Prix Femina en 2019 pour Par les routes, Sylvain Prudhomme s'est fait remarquer par l'originalité de ses créations littéraires. Déjà en 2010, avec ce Tanganyika Project, il nous a proposé un roman — c'est l'éditeur qui le prétend en couverture — bien déroutant, récit de voyage dans l'Afrique des Grands Lacs, mais pas seulement. Sans doute la croisière à bord du Liemba qui vogue sur le Tanganyika depuis un siècle et la consommation de bières à la gloire du Kilimandjaro sont-elles propices à l'imagination, à la mémoire des aventuriers en quête des sources du Nil, ou encore à l'évocation de ceux qui se font photographier à l'intersection des méridiens et des parallèles !
De retour à Kigoma, dans une région où il avait vécu quelques années auparavant, il se prend d'intérêt pour toutes les inscriptions qu'une ville africaine, au bord du lac, offre à son regard. L'idée lui vient alors de noter dans un carnet toutes les inscriptions : affiches publicitaires, écriteaux des échoppes, lettres peintes sur des murs, slogans sur des 4x4 ou des devantures, étiquettes de bières, tee-shirts, etc... Ainsi dresse-t-il l'inventaire d'une rue de Kigoma, ou comme il dit, sa « transcription ». Et le bouquin entre les mains nous offre, mais cette fois-ci en caractères d'imprimerie et dans une large variété de polices, un aperçu de ces discours qu'une ville nous tient par ses enseignes dont la moins banale est peut-être ce DEUS SHOP de la page 123.
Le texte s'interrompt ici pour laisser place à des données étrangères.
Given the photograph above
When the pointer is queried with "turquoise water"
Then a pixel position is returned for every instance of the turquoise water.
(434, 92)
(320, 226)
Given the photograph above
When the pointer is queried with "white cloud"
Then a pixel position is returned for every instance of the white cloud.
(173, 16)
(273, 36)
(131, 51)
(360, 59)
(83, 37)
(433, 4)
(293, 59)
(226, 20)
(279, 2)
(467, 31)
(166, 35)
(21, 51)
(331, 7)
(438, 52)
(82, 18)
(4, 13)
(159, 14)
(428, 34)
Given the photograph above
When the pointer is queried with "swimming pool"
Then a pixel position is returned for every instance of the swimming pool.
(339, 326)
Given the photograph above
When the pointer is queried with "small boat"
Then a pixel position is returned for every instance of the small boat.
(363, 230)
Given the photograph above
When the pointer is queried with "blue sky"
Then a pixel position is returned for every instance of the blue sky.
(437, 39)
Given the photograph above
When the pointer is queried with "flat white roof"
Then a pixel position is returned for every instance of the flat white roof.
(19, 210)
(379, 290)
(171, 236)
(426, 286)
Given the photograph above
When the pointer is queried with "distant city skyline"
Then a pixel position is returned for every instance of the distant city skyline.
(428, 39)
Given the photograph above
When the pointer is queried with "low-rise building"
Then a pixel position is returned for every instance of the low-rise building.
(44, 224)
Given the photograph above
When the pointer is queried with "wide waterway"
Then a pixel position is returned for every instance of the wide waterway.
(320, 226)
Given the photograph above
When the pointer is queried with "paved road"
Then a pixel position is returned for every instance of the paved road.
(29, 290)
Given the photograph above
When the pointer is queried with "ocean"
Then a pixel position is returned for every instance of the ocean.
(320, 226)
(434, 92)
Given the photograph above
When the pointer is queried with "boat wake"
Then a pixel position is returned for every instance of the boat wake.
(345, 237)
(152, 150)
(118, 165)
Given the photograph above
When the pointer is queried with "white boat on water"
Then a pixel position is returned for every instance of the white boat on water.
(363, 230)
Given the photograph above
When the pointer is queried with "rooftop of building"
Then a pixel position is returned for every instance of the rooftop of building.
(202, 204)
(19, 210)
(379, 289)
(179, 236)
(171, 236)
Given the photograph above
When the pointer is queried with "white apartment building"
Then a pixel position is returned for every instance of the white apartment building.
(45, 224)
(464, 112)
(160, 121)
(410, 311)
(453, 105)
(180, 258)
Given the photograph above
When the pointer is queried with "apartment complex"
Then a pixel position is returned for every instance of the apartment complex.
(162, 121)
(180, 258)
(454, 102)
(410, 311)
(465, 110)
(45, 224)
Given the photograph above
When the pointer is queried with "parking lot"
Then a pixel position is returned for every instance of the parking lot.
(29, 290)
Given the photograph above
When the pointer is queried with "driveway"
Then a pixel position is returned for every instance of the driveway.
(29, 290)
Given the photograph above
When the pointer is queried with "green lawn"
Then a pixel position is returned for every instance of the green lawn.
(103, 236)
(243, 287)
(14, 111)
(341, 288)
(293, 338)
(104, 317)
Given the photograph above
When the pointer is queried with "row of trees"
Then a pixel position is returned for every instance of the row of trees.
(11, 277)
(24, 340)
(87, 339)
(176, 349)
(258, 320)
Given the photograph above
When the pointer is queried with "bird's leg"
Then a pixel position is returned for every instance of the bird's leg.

« Une fois de plus la saveur de l'anglais m'émerveillait. Qu'aurait dit le français à la place ? Qu'aurait-il su écrire qui arrive à la cheville de ça ? « Chez Dieu » ? Le propriétaire se tenait bras croisés devant le frigo et les piles de packs d'eau minérale entreposés sur le pas de la porte... »
Plus tard, à l'aide de Google Earth, pourquoi ne pas comparer l'image de la ville avec sa moisson sur le terrain ? Revenu à Paris, quartier du Château-d'Eau, le narrateur renouvelle l'expérience. On n'est plus en Afrique francophone et les termes anglais sont devenus l'exception. Mais la leçon est la même : au niveau du sol, profusion des mots, mais avec la hauteur que permet Google Earth, un monde vide de mots prend le relai. De la à imaginer ce que signifierait une ville sans mot, il n'y a qu'un pas, franchi dans le malaise en présence d'un village de la côte de Dar es Salaam avant de partir en bateau à travers la mangrove.
Noter minutieusement, en pleine rue, tous ces détails sur son carnet n'est pas une affaire sans risque. A Paris comme en Tanzanie, un quidam finit par l'interroger sur ce qu'il fait. Serait-il un indic de la police ? — Non, juste un romancier en quête de détails pour une fiction future.
• Sylvain Prudhomme : Tanganyika Project. Éditions Léo Scheer, 2010, 188 pages.